Yupp BIG BABY thats for sure. I wanna try him with the jumps but im not to sure how he will be. Iv tried a few times but he gets bored so easily and then he just doesnt care any more and goofs off. If the whole jumper thing doesnt work out them im thinking of trying him in dressage. And i know my mom wants to use him as stud.


----------



## KatiesMom38 (May 12, 2009)

Wow, very handsome boy. I say go for it!!


----------



## AussieDaisyGirl (May 21, 2009)

He's gorgeous!


----------



## Jubilee Rose (May 28, 2008)

*Sneakily loads him onto a trailer and drives away* He is soooo gorgeous!!! You're so lucky!!


----------



## leviijeans (May 17, 2009)

Yeah i love him to bits. He is the sweetest thing. We call him MR.LIPS as a nick name because he was stalled near the water tap. And somehow he turned the tap on with his lips and flooded the stall. then he has gotten out of his stall by undoing the latch.


----------



## Rissa (Feb 10, 2009)

Golly he is AMAZING!


----------



## welshpony15 (May 20, 2009)

Holy toledo.. he is really something!! No wonder your mum wants to use him for stud later on!  I would errm *cough* take him off your hands if he wasnt so huuuuge!
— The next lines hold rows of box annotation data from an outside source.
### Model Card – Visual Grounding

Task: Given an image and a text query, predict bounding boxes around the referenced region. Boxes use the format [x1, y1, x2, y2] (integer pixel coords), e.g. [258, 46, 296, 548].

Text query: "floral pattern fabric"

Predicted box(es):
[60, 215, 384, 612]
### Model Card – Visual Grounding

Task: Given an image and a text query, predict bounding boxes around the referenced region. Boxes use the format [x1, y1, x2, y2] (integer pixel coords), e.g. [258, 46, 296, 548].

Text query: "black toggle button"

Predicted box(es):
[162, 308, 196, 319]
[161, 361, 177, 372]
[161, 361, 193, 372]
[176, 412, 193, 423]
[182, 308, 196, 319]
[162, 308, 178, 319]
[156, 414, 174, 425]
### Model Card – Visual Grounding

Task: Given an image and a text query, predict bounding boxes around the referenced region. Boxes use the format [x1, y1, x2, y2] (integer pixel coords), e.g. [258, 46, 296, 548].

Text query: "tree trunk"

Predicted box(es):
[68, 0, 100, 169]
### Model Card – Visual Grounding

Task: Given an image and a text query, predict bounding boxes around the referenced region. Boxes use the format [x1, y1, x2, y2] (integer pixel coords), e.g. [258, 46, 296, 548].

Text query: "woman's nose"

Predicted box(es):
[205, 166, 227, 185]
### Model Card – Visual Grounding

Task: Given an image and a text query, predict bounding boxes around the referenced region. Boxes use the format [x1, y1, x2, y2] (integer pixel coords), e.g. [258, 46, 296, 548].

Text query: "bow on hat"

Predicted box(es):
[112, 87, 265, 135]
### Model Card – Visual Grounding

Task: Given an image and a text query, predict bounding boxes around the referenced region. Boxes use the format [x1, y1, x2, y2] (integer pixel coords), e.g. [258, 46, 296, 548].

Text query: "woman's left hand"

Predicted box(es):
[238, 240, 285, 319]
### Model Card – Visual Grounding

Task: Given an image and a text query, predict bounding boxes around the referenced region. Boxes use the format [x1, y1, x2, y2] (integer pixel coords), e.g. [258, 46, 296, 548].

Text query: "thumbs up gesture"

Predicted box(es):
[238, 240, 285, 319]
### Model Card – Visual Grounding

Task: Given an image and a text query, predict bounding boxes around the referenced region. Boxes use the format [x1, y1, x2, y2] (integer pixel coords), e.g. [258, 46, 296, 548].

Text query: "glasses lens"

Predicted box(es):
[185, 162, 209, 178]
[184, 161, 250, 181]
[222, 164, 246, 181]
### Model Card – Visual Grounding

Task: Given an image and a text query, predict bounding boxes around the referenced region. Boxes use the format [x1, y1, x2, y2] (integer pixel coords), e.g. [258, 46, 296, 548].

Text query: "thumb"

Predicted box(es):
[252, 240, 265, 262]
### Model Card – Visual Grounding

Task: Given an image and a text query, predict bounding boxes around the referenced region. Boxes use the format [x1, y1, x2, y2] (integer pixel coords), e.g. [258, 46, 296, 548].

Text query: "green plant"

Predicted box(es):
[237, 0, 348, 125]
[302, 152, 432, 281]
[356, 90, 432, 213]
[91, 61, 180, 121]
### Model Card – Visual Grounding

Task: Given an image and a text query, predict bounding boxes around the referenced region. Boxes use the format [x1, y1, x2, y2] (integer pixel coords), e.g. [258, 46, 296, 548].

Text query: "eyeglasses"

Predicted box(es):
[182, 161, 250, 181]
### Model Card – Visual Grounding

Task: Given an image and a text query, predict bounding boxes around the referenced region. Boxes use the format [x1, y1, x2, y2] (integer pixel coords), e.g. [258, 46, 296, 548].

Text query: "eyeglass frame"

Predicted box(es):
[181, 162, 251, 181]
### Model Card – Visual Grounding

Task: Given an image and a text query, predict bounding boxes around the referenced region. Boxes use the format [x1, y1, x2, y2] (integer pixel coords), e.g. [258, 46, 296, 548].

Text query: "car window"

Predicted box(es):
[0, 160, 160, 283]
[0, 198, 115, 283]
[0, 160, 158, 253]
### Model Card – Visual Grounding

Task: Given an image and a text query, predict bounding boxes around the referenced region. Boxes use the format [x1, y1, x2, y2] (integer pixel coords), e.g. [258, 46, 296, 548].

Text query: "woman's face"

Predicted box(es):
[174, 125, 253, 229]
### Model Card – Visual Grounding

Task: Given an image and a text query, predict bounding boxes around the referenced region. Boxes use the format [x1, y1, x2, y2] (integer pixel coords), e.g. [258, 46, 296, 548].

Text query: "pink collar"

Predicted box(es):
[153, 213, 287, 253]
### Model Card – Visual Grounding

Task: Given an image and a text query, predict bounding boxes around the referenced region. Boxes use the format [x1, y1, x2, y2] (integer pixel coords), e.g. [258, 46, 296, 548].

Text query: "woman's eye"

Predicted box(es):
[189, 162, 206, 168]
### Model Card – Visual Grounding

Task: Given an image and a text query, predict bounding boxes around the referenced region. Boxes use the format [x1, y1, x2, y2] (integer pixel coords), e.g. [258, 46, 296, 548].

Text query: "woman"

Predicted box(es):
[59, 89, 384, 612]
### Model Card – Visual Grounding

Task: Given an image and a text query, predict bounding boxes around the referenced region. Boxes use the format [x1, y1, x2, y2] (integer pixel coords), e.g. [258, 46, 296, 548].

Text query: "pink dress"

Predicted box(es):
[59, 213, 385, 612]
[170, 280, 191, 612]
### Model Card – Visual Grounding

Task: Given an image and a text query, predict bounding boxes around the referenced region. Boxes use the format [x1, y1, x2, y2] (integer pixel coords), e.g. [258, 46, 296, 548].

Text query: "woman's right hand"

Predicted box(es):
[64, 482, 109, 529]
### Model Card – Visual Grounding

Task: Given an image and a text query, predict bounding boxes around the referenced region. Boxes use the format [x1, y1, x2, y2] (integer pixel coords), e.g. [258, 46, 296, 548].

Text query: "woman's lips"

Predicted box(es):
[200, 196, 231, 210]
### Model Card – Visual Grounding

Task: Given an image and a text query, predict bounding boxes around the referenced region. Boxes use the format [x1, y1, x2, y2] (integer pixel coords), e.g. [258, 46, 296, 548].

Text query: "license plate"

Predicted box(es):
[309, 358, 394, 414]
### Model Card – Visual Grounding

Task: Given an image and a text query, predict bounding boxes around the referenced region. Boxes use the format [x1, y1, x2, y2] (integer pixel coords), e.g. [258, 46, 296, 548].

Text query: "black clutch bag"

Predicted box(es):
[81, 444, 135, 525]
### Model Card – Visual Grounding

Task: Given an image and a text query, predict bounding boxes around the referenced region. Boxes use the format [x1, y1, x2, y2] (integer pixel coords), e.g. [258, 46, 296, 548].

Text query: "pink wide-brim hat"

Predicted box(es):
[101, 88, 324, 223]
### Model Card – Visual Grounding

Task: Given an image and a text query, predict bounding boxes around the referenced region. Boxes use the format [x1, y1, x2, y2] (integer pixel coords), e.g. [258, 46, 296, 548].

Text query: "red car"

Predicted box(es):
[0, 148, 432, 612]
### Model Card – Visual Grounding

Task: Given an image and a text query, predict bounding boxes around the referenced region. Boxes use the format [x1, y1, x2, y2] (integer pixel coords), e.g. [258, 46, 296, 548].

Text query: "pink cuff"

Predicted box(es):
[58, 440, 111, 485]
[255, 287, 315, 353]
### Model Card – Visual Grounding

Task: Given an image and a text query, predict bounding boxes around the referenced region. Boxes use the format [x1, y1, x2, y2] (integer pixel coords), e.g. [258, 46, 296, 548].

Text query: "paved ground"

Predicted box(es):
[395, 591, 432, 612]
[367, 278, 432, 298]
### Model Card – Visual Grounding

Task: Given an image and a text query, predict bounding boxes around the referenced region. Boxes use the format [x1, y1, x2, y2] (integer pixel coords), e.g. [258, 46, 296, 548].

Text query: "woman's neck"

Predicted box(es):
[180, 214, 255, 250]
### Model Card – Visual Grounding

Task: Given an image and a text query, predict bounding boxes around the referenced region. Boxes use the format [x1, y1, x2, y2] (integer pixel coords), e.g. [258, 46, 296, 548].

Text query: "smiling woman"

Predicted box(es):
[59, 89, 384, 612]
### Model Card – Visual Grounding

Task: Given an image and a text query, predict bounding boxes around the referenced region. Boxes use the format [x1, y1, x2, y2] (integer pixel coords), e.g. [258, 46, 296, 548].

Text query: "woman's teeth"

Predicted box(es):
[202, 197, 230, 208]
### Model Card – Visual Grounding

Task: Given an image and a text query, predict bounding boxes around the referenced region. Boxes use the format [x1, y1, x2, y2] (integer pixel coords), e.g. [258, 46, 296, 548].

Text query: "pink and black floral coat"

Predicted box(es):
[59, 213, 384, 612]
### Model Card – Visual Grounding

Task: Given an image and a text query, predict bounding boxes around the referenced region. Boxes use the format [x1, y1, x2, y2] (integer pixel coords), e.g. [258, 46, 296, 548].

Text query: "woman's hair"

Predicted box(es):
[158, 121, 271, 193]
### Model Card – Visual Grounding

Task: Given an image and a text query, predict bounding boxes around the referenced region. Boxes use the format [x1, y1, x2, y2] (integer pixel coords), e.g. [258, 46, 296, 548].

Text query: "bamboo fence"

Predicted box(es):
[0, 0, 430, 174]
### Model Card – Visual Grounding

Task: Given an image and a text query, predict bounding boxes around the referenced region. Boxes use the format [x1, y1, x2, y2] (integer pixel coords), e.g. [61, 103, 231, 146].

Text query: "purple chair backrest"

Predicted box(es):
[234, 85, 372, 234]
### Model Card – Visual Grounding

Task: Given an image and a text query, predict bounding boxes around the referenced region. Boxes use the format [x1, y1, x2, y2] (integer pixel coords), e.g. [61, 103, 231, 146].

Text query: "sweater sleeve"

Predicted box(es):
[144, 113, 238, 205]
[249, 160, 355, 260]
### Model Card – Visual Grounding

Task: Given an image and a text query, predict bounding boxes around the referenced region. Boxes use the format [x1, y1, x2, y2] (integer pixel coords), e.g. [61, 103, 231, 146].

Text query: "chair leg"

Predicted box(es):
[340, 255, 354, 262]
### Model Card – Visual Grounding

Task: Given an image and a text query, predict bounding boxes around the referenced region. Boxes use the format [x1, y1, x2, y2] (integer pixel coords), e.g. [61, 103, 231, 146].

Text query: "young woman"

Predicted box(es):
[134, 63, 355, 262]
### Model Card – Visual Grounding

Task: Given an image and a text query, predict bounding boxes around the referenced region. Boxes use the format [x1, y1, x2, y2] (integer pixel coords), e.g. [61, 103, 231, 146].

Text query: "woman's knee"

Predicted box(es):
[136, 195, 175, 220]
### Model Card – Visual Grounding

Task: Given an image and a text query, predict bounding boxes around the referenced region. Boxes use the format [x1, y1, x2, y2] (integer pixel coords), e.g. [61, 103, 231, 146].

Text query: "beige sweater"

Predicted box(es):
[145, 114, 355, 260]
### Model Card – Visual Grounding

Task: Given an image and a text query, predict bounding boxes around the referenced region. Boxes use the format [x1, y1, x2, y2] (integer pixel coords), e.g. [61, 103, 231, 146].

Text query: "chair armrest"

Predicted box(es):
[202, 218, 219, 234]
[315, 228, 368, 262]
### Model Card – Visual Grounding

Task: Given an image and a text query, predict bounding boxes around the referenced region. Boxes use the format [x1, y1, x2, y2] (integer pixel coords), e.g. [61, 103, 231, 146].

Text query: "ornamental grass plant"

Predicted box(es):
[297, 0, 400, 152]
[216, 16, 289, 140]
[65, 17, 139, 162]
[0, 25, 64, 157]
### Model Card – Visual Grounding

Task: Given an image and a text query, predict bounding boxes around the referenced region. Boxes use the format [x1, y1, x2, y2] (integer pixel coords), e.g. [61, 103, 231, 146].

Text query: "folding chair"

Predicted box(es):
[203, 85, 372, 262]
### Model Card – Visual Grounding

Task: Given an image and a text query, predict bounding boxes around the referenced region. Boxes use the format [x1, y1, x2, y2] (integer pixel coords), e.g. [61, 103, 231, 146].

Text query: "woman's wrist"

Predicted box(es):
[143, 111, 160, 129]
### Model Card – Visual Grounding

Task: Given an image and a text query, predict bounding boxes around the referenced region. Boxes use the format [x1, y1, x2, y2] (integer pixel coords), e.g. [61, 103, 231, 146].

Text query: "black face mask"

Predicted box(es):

Not that its a bad thing.. im just short! lol.


----------



## leviijeans (May 17, 2009)

Yeah i know i cant get on him with a normal mounting block i have a mini ladder for him its crazy


----------



## VanillaBean (Oct 19, 2008)

Dont be surprised if hes gone in the morning..... lol


----------



## leviijeans (May 17, 2009)

haha you guys are funny


----------



## jwhisperj (Sep 11, 2007)

very nice boy you got there! You will have alot of suspects on your hands if he ends up missing!! lol


----------



## 7Ponies (May 21, 2009)

He is stunning!


----------



## my2geldings (Feb 18, 2008)

Got to love those perfect markings eh  so what is the news with him? have you bought him?


----------



## leviijeans (May 17, 2009)

He really is an amazing boy, right now i have him jumping some small cross rails but he isnt the most graceful thing when it comes to picking up his big feet. But i have started with some simple flat and he is rather talented. And no i still have my lease with him at the momment but probly gonna buy him.


----------